Chapter Text
Dean is pulled from sleep by a thundering at the door, and it takes him a moment to realize it’s not his bedroom door.
He rolls onto his back and closes his eyes. He slept for at least 7 hours, but it wasn’t restful. Every time he started to drift off, Michael would slam against the cage, throw things around, have a rave… who knew what the archangel was doing in there. Whatever it was – if Michael’s plan was to take back over one sleepless night at a time, then his maniacal (and kind of lazy) plan was in full swing.
“You look like shit.” Sam tells him later, when he stumbles blearily into the kitchen.
“I bet you say that to all the pretty girls.” Dean says flatly, and holds his coffee cup under Sam’s nose. Sam’s eyes are on Dean’s as he obligingly tops off Dean’s mug.
Dean leans back against the counter, and burns his lips taking a sip of too-hot coffee. He looks around the kitchen. The Bunker hadn’t been their home for long, but long enough that the small changes following the arrival of the Apocalypse Universe hunters is jarring. Tables have been moved up from storage to accommodate the increased numbers. Dishes fill the sink, at least four knives are forgotten in various cupboards, and the novelty mugs that Monica collects from motel gift shops line the back of the counter. Not that he’ll admit it, but it makes Dean feel a little… uncomfortable. Unwelcome in his own home. Michael winged around the country in Dean’s body, and by the time that Dean got it back, the hunters were settled in and comfortable. And Dean was the odd one out.

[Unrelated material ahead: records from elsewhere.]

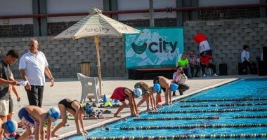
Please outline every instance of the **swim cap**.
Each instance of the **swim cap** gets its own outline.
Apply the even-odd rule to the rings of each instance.
[[[178,90],[178,85],[176,83],[172,83],[171,85],[171,90],[172,92],[176,92]]]
[[[48,115],[56,120],[60,116],[60,111],[58,108],[52,107],[48,111]]]
[[[142,90],[140,88],[136,88],[133,90],[134,94],[136,95],[136,97],[140,97],[142,95]]]
[[[14,132],[18,129],[18,123],[13,120],[9,120],[3,124],[4,127],[8,133]]]
[[[86,104],[84,106],[84,111],[88,115],[91,115],[93,112],[93,108],[89,104]]]
[[[111,107],[111,106],[112,106],[112,103],[111,103],[110,101],[108,101],[104,104],[104,107]]]
[[[160,93],[160,90],[162,90],[162,88],[160,88],[159,84],[155,83],[154,84],[153,87],[152,88],[155,91],[156,91],[157,93]]]

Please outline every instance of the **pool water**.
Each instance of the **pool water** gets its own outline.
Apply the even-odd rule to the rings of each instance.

“You want an omelet?” Sam asks suddenly, and Dean didn’t even notice that Sam was inches away, pulling open the fridge at Dean’s left.
Dean’s fist clenches on the mug, and he forces some good humor back into his tone. “An omel – you want to make me an omelet? With your disgusting egg whites and kale and… corn…”
Sam throws his head back and laughs. “Are those seriously the only three healthy things you can think of?”
“Shaddup.” Dean grouses good-naturedly through a mouthful of coffee. “I’ll be the one making my own omelet, thank you very much.”
Sam’s face lights up with victory. “Well, if you’re offering…” And he pulls the carton of eggs from the fridge with a handful of other ingredients.
Dean rolls his eyes, knowing he’s been played. But he knocks back the dregs of his coffee and gets to work.
“You talked to Jack at all?” Dean asks, after a few minutes of cracking eggs and slicing up Sam’s favorite fancy cheese.
“Not really. I checked on him last night, but he was sleeping. Why?”
“I think he’s avoiding me.” Dean admits, and turns his back on his brother. Heart-to-heart conversations always make Dean feel uncomfortable.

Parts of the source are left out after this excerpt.